LoadRawTextureData requires actual raw texture data as it is represented in memory. Which format that data has to have depends only on the Texture2D format. You created a TextureFormat.RGBA32 texture. So the data you have to provide has to be raw RGBA data. You load a png image which is a deflate compressed section based file format and can not be read or interpreted by your GPU.
Those are the texture formats that your GPU supports (and not every GPU necessarily supports all of them.) There are only a few compressed texture formats which actually have hardware support by the GPU. Namely DXT, PowerVR(only on iOS devices), ETC (Open GLES2+), ASTC(should be supported by most GPUs) and a few others. Those are all texture formats and not necessarily file formats. As I said LoadRawTextureData expects byte data as it is represented in memory.
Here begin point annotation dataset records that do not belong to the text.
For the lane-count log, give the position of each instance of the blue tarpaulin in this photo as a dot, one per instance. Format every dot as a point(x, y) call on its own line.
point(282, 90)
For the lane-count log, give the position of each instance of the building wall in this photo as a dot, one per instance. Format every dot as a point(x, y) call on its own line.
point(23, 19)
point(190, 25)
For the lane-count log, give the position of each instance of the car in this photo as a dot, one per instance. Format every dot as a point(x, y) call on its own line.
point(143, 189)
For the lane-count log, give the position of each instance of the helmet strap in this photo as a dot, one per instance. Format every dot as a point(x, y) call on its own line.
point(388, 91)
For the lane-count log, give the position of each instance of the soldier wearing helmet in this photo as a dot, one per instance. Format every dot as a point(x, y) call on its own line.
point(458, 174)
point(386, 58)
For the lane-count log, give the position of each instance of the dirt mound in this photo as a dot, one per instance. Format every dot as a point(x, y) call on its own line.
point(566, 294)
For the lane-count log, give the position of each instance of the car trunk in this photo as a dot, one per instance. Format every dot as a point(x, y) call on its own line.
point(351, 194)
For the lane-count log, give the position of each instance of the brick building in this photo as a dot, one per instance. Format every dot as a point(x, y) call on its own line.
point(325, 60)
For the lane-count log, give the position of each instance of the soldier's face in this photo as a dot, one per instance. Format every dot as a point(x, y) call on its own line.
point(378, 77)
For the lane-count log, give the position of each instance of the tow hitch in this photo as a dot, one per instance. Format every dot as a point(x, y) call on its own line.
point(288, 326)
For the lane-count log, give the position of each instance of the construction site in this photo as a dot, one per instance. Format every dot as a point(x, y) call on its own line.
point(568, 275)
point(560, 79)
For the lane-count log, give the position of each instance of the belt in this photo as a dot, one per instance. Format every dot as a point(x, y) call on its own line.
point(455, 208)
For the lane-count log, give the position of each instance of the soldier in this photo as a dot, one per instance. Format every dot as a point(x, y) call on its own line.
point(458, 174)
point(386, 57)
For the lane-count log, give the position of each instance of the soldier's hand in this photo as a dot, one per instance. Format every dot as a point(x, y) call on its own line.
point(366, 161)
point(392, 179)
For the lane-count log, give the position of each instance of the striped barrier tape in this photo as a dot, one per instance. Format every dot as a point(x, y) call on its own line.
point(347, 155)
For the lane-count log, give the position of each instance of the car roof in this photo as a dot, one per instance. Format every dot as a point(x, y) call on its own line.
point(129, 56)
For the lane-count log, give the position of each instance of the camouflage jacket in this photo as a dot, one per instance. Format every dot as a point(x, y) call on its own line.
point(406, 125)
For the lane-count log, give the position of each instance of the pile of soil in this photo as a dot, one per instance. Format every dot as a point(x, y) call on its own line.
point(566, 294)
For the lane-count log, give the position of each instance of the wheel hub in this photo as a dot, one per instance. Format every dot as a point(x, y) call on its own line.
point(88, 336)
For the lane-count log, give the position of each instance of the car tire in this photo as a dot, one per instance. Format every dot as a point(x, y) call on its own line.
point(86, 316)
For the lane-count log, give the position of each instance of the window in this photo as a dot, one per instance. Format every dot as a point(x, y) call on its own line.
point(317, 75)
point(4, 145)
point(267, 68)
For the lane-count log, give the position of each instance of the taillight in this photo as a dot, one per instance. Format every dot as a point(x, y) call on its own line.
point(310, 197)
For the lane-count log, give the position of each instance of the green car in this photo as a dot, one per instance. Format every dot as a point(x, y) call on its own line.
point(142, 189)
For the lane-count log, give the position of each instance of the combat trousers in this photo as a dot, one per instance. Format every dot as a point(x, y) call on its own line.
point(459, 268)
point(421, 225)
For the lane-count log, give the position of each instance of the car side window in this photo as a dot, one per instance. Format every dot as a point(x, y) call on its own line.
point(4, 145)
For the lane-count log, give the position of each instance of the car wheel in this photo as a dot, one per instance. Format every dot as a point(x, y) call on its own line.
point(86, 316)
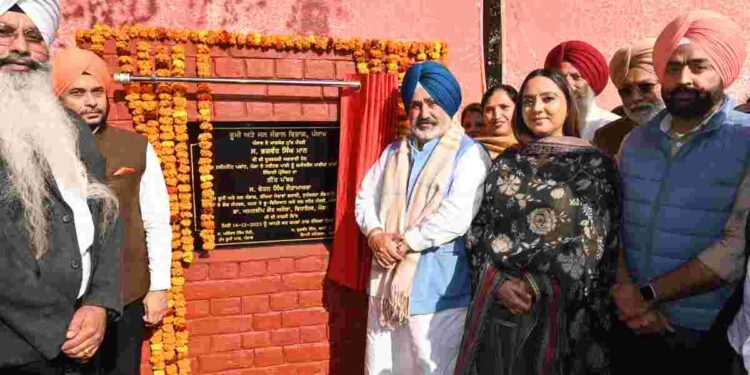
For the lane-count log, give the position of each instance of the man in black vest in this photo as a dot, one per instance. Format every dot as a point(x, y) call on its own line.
point(59, 226)
point(82, 80)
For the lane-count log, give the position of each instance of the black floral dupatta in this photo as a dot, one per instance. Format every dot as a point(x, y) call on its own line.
point(550, 214)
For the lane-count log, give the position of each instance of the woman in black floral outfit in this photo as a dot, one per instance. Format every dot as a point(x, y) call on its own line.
point(543, 246)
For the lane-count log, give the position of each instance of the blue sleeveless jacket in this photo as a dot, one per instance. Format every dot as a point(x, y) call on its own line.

You can not load PNG files this way. At least not without some loading and decoding logic that actually creates / prepares the raw data that the LoadRawTextureData method expects. So no, LoadRawTextureData is not just a faster LoadTexture method. If it was, it would have replaced the old one.
edit
Just to make it clear. When you want to load raw RGBA32 data for a 3024x3024 image, the byte array would need to have a size of 36,578,304 bytes. Each consecutive 4 bytes in the array would denote one pixel and the order is R G B A and each channel is represented by one byte.
If you need to load huge textures dynamically in the background, you would need to use some external image library that you could run on a separate thread to load and decode the image from disk and prepare that 36 MB data array on that separate thread. Once the loading has finished you could use LoadRawTextureData to quickly load that data onto the GPU on the main thread.